Could the Obama administration’s retreat from forcing businesses with more than 50 employees to provide health insurance coverage or face a fine mean the individual mandate – the most widely disliked part of a widely disliked law – is going to fall apart too?

Some analysts think it does. Top House Republicans think it should.

obamacareshoutIn a statement released Wednesday, House Speaker John Boehner, R-Ohio, and House Whip Eric Cantor, R-Va., said it isn’t fair to let businesses off the hook while still keeping the mandate on individuals.

“The president owes the American people an answer: Why does he think businesses deserve a one year delay from the mandates in Obamacare, but middle-class families and hardworking Americans don’t?” the statement said, according to The Hill.

House Democrats like Minority Leader Nancy Pelosi, D-Calif., of course, disagree, but even researchers that would be expected to support Obamacare are thinking the same thing.

“It does represent the inability of the administration to implement the law as planned,” said Robert Blendon of the Harvard School of Public Health – not exactly the Heritage Foundation when it comes to ideology – according to a Reuters report Wednesday.

“The big question now is whether they’re still going to require individuals to pay a penalty if they don’t obtain coverage, if they’re not going to require it of businesses.”

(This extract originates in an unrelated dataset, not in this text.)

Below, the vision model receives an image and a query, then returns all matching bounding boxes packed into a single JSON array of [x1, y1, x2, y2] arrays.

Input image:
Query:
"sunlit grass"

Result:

On Tuesday, the White House announced it was pushing back the deadline for businesses with 50 or more workers to provide insurance coverage, which health-reform critics called a sign the whole superstructure of the law is tottering.

And the linchpin of that superstructure is the individual mandate, which requires all those not currently insured to have health insurance by Jan. 1. Since most of the uninsured are young, relatively healthy people who are expected to represent an income source for health insurance, the mandate is crucial to enforce compliance.

If the mandate goes – it survived by a one-vote majority in the Supreme Court last June – Obamacare itself could go.

At least that’s how the U.S. Chamber of Commerce sees it.

“It’s going to be really hard to impose the individual mandate without an employer mandate. And if you cut that, you could see the whole thing start to unravel,” Chamber Executive Director Katie Mahoney told Reuters.

We may already be seeing exactly that.